Não consegui terminar a frase, pois Martin me puxou pela cintura e colou seus lábios nos meus. Meu coração acelerou, minha face queimou, minhas pernas se tornaram fracas e me apoiei com as mãos em seus braços para não cair. Cerrei as pálpebras sentindo a eletricidade percorrer meu corpo e ouvi um trovão anunciando a chegada da chuva fina que começou a cair. Meu estômago vibrava inquieto como se houvessem borboletas voando dentro dele.

Borboletas no estômago, a isso que ele se referia. Eu não as conhecia, apenas de narrativas fictícias.

Abracei seu corpo quente, por instinto, e me entreguei ao beijo. A realidade é que havia no raso de mim um sentimento por ele que surgiu pela convivência. Eu era uma romântica, carente e desprotegida. Eu tinha sim me apegado.

Nossos lábios se moveram em um bom encaixe, quente sob a chuva fria.

Quando nos separamos, Martin sorriu como se tivesse vencido na vida e afagou minha bochecha com o polegar.

— Vá dormir, ou irá contrair um resfriado. — Ele virou as costas e partiu, me deixando ali com rastros seus sobre a pele e sobre o coração.

Senti-me extasiada, fora de mim. Meu peito vibrava com as batidas fortes do músculo em seu interior.

Corri até a cabine e entrei, encharcada. O interior do cômodo estava quente e abafado. Agradeci por aquilo. Olhei para o capitão que parecia dormir profundamente. Eu precisaria trocar de vestido, não tinha remédio. Era isso ou realmente ficaria doente. Abri minha mala e selecionei um bonito vestido verde escuro com rendas brancas e bordados prateados. Caríssimo. Escolhi também roupas íntimas limpas.

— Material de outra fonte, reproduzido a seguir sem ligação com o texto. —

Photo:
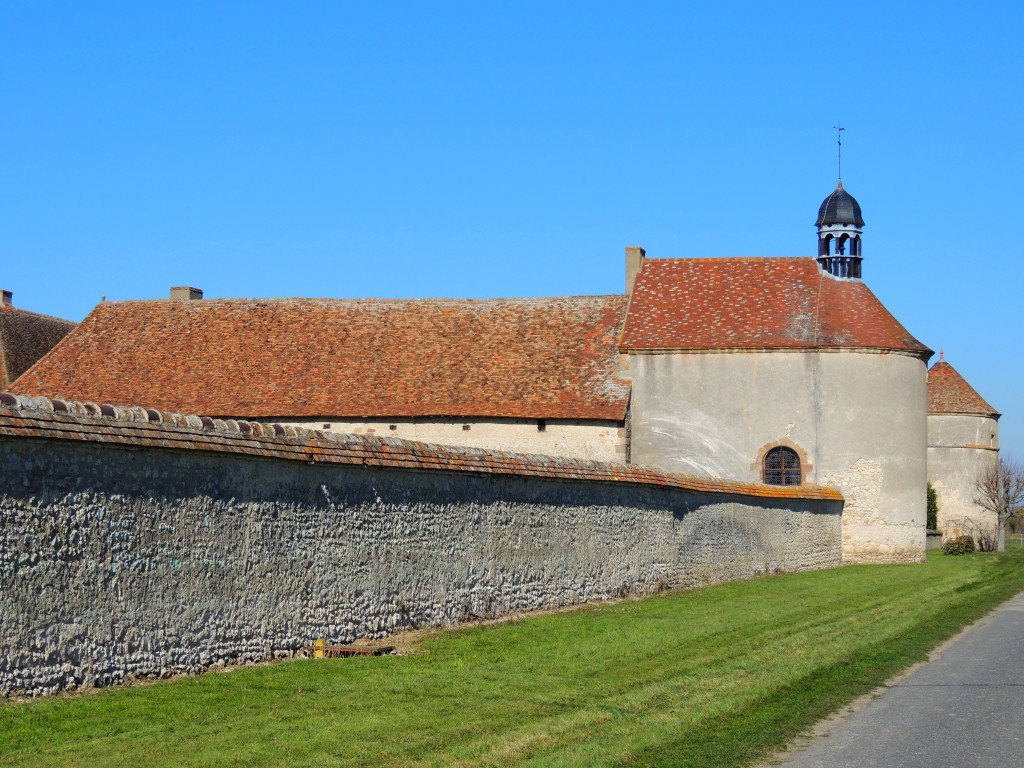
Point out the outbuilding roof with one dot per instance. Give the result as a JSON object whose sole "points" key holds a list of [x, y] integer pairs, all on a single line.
{"points": [[948, 392], [757, 303], [536, 358], [25, 337]]}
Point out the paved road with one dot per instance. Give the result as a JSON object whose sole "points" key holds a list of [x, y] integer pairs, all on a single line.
{"points": [[965, 709]]}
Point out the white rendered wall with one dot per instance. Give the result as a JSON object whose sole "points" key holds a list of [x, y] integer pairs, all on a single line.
{"points": [[596, 440], [858, 419], [960, 449]]}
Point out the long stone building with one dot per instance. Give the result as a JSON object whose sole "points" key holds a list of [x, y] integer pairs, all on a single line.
{"points": [[779, 371]]}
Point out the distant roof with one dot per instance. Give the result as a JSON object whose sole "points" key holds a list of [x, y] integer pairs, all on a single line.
{"points": [[840, 208], [532, 358], [948, 392], [25, 337], [757, 303]]}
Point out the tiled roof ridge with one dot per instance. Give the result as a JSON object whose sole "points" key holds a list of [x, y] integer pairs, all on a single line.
{"points": [[363, 300], [730, 258], [133, 425], [949, 392]]}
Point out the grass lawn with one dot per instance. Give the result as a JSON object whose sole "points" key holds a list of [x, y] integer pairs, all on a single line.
{"points": [[713, 677]]}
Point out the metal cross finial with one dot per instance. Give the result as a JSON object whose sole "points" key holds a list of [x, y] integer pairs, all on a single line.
{"points": [[839, 136]]}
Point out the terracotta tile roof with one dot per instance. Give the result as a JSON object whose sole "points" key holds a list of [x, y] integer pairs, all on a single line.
{"points": [[25, 337], [536, 358], [948, 392], [756, 303], [23, 417]]}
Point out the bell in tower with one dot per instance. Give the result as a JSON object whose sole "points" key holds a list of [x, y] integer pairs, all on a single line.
{"points": [[840, 225]]}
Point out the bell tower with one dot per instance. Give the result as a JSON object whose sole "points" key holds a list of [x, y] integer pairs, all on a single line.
{"points": [[840, 228]]}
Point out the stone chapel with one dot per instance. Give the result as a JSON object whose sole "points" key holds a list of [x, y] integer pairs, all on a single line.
{"points": [[782, 371]]}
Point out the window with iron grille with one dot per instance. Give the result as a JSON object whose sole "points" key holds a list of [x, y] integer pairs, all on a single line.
{"points": [[781, 467]]}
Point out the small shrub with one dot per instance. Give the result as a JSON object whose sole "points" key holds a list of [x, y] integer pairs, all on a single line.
{"points": [[988, 540], [933, 509], [958, 545]]}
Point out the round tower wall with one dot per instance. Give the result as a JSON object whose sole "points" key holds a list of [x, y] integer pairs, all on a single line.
{"points": [[961, 449], [857, 418]]}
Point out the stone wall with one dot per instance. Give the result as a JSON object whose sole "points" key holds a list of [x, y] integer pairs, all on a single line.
{"points": [[144, 544], [962, 448], [580, 438], [857, 418]]}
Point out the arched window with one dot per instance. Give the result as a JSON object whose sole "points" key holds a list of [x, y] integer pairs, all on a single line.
{"points": [[781, 467]]}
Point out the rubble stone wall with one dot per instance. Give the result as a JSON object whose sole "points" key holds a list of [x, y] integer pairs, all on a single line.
{"points": [[121, 561]]}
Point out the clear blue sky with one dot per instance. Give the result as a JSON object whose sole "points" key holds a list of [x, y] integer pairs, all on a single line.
{"points": [[479, 150]]}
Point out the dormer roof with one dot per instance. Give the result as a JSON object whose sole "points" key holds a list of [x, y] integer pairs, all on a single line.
{"points": [[948, 392], [25, 337]]}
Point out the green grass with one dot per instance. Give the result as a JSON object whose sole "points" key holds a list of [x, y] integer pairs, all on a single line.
{"points": [[714, 677]]}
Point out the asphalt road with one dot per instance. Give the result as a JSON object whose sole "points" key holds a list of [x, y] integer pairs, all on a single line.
{"points": [[964, 709]]}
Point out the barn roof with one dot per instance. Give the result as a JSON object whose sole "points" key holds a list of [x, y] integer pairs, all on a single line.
{"points": [[552, 357], [948, 392], [757, 303]]}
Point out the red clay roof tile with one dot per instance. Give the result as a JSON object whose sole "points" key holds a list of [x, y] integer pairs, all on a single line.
{"points": [[948, 392], [756, 303], [535, 358]]}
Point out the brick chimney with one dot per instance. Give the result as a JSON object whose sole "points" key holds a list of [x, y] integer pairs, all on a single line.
{"points": [[634, 263], [183, 292]]}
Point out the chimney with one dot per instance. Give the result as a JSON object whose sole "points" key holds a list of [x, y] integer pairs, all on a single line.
{"points": [[183, 292], [634, 262]]}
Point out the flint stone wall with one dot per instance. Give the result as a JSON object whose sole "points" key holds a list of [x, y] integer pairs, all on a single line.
{"points": [[120, 562]]}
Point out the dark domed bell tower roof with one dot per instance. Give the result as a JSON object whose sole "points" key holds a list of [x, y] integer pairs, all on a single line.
{"points": [[840, 208], [840, 225]]}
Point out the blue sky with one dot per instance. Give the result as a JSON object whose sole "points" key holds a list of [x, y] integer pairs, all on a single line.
{"points": [[479, 150]]}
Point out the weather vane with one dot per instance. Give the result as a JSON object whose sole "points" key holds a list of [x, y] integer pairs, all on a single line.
{"points": [[839, 136]]}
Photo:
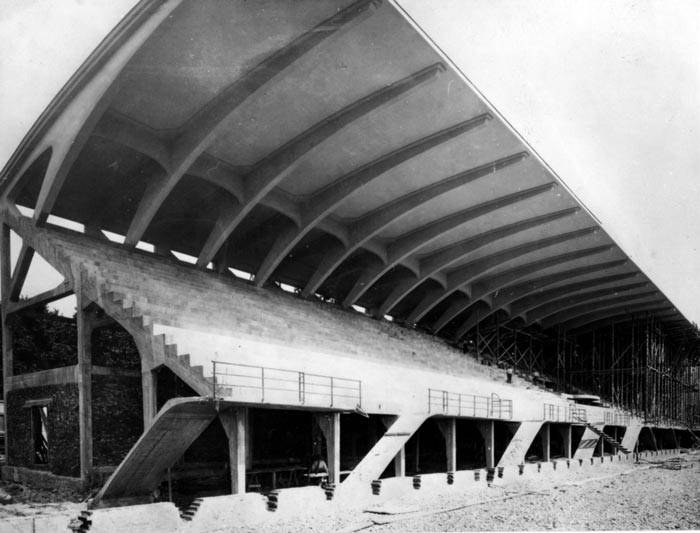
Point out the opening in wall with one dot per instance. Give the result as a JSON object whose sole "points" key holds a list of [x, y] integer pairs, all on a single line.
{"points": [[40, 434]]}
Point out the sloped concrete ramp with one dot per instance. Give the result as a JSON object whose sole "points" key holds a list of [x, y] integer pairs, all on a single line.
{"points": [[174, 429], [384, 451], [631, 436], [519, 444]]}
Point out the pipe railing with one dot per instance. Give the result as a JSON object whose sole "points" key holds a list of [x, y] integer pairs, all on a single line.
{"points": [[563, 413], [458, 404], [278, 385]]}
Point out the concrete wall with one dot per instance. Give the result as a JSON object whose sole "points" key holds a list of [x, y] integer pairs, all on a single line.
{"points": [[63, 428]]}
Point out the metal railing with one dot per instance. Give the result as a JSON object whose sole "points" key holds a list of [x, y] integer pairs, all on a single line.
{"points": [[457, 404], [277, 385], [563, 413]]}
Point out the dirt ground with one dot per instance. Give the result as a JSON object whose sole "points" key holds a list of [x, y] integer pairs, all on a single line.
{"points": [[615, 496], [28, 502], [610, 496]]}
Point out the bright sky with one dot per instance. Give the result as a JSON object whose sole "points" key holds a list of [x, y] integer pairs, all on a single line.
{"points": [[608, 93]]}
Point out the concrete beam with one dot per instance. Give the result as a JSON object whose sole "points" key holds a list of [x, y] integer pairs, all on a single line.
{"points": [[321, 204], [462, 276], [202, 129], [409, 243], [76, 120], [587, 444], [46, 297], [565, 432], [235, 423], [436, 262], [531, 301], [24, 261], [493, 284], [372, 223]]}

Aproveitei que tinha me despido e limpei melhor meu corpo. Tinha medo que o capitão acordasse, mesmo assim era uma oportunidade que não poderia perder. Passei óleos perfumados pela extensão da pele e vesti minhas roupas limpas. Demorei horas e horas no processo. Tantas que quando terminei, estava exausta. Pendurei as roupas sujas para lavar no dia seguinte e me joguei no meu cantinho. Repassei o beijo em minha mente um milhão de vezes, me dando conta do quanto tinha desejado aquele momento. Um sentimento por Martin latejava em mim. Comecei a imaginar coisas que iam muito além das ilusões quotidianas. Imaginei se ele me amava, se teríamos futuro... É risível. As pessoas poderiam me julgar muito por isso, como se muitas delas não fizesse o mesmo. Tudo bem, elas nunca saberiam. Eu estava segura no conforto de minha mente. Eu estava segura no meu recém descoberto sentimento.

Dormi vencida pelo cansaço e tive um sono sem sonhos.